One of the books she mentions is "The Life of Rosa Parks" by Kathleen Connors. The book recounts the life of Parks, who famously refused to give up her seat on a bus to a white person at a time when Black people were forced to sit in the back of the bus, away from white riders.

Duval County, in Florida, banned the book in its schools along with 175 other titles.

"'The Life of Rosa Parks' – this apparently is too woke by the Republican Party," she said.

She likened the proposed legislation to fascism.

"When we talk about progressive values, I can say what my progressive value is," she said. "And that is freedom over fascism."

In some cases the books aren't banned, but altered. Another Florida school district removed references to Parks' race in a lesson plan centering on her story.

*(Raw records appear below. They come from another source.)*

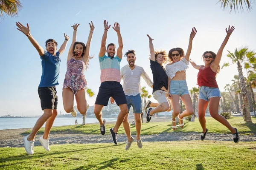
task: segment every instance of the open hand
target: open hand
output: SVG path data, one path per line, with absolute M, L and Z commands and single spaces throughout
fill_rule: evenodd
M 154 40 L 154 39 L 151 38 L 151 37 L 150 37 L 150 36 L 149 36 L 149 35 L 148 35 L 148 34 L 147 34 L 147 36 L 148 36 L 148 37 L 149 39 L 149 41 L 152 41 Z
M 226 32 L 228 34 L 231 34 L 233 32 L 233 31 L 235 30 L 235 27 L 234 26 L 232 26 L 231 28 L 230 28 L 230 26 L 228 26 L 228 29 L 227 30 L 227 28 L 226 28 Z
M 74 24 L 74 25 L 73 26 L 71 26 L 71 27 L 73 27 L 73 29 L 77 29 L 77 27 L 78 27 L 78 26 L 79 26 L 79 25 L 80 25 L 80 24 Z
M 111 25 L 110 25 L 109 26 L 108 26 L 108 23 L 105 20 L 104 20 L 104 22 L 103 23 L 104 24 L 104 28 L 107 30 L 108 30 L 108 29 L 109 29 L 109 28 L 110 28 Z
M 118 23 L 116 22 L 116 23 L 114 24 L 114 27 L 112 27 L 112 28 L 113 28 L 114 30 L 115 30 L 116 32 L 120 31 L 120 27 L 119 26 L 119 24 Z
M 189 36 L 189 38 L 193 40 L 193 39 L 195 36 L 195 34 L 197 32 L 197 30 L 196 30 L 196 28 L 195 27 L 193 27 L 193 28 L 192 28 L 192 31 L 191 31 L 191 33 L 190 33 L 190 36 Z
M 18 22 L 16 23 L 16 26 L 18 27 L 18 28 L 17 29 L 21 32 L 22 32 L 26 35 L 29 35 L 30 33 L 30 28 L 29 28 L 29 24 L 27 23 L 27 27 L 25 27 L 23 25 L 21 24 L 20 23 Z
M 92 21 L 91 21 L 91 23 L 92 23 L 92 24 L 91 25 L 91 24 L 90 24 L 90 23 L 89 23 L 89 25 L 90 25 L 90 31 L 93 31 L 94 30 L 94 28 L 95 28 L 95 27 L 94 27 L 94 25 L 93 25 L 93 23 Z
M 65 33 L 64 33 L 64 37 L 65 39 L 67 39 L 68 41 L 69 41 L 70 39 L 69 38 L 69 36 L 67 35 L 66 35 Z

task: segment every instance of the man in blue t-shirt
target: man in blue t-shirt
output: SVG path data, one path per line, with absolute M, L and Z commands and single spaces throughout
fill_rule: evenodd
M 65 40 L 57 52 L 57 42 L 53 39 L 48 39 L 45 42 L 45 51 L 30 34 L 30 29 L 28 24 L 27 23 L 27 27 L 23 26 L 20 22 L 16 23 L 16 24 L 18 28 L 17 29 L 27 37 L 38 51 L 42 60 L 43 73 L 38 93 L 44 114 L 36 122 L 30 134 L 23 138 L 26 152 L 29 155 L 32 155 L 34 153 L 33 146 L 35 135 L 46 122 L 44 133 L 39 138 L 39 140 L 44 149 L 47 151 L 50 150 L 48 136 L 58 114 L 58 96 L 56 95 L 57 92 L 55 86 L 59 84 L 58 79 L 61 62 L 59 57 L 65 51 L 70 38 L 69 36 L 64 34 Z

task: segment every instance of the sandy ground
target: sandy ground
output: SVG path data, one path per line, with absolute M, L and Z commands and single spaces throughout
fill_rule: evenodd
M 170 122 L 170 117 L 160 117 L 153 118 L 152 122 Z M 145 119 L 144 119 L 145 120 Z M 130 119 L 131 122 L 133 120 Z M 113 122 L 108 123 L 113 123 Z M 24 145 L 22 138 L 24 135 L 21 134 L 25 131 L 32 128 L 5 130 L 0 130 L 0 147 L 23 147 Z M 108 130 L 106 129 L 106 130 Z M 36 136 L 35 146 L 41 145 L 38 138 L 41 135 Z M 200 140 L 201 133 L 195 132 L 183 133 L 174 132 L 163 133 L 160 134 L 142 135 L 143 142 L 165 142 Z M 119 143 L 126 142 L 127 139 L 125 135 L 119 134 L 117 136 Z M 134 136 L 135 138 L 136 136 Z M 112 142 L 110 135 L 104 136 L 100 134 L 85 134 L 82 133 L 50 133 L 49 136 L 50 145 L 64 144 L 86 144 L 95 143 Z M 256 141 L 256 135 L 240 135 L 240 141 Z M 212 141 L 233 141 L 231 134 L 208 133 L 205 140 Z

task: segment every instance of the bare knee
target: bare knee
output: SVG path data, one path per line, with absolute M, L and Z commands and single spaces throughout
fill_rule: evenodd
M 140 116 L 140 114 L 138 114 L 140 115 L 140 116 L 135 116 L 135 122 L 141 122 L 141 118 Z

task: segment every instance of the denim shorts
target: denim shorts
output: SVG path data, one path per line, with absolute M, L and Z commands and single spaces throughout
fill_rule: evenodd
M 210 98 L 215 97 L 221 97 L 221 92 L 218 88 L 210 88 L 207 86 L 200 87 L 199 88 L 199 99 L 206 101 L 209 101 Z
M 182 96 L 184 94 L 189 94 L 186 81 L 186 80 L 171 80 L 170 93 L 171 95 L 177 94 L 180 96 Z
M 153 96 L 154 99 L 157 101 L 159 105 L 162 103 L 168 102 L 167 100 L 167 92 L 162 90 L 157 90 L 153 93 Z
M 127 101 L 127 106 L 130 111 L 131 106 L 132 106 L 134 113 L 141 113 L 142 111 L 141 106 L 141 97 L 140 94 L 139 94 L 136 96 L 127 96 L 126 100 Z

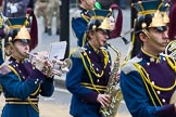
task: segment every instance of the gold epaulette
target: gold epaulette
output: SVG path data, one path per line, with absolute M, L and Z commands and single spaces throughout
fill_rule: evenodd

The removal was intended to ensure the lesson was in compliance with the state's restrictive "Stop WOKE Act," which was enacted by Governor Ron DeSantis.

The state's Department of Education later admitted removing her race from the lesson was wrong.

Trying to educate children in Florida is becoming more difficult for teachers and staff trying to navigate the frequently changing state mandates passed down by Mr DeSantis – an ostensible proponent of small government and free speech.

A principal in Tallahassee was recently forced to resign after parents complained about a lesson for sixth-graders that featured Michelangelo's David as well as other Renaissance artwork.

One of the parents that complained about the lesson called it "pornographic”.

The school board chair, Barney Bishop, is an avid supporter of Mr DeSantis' educational agenda who bragged that the school would be on the "cutting edge" of following the state's new guidelines.

“We agree with everything the governor is doing in the educational arena. We support him because he’s right,” Mr Bishop told the Tallahassee Democrat. “The whole woke indoctrination going on about pronouns and drag queens isn’t appropriate in school."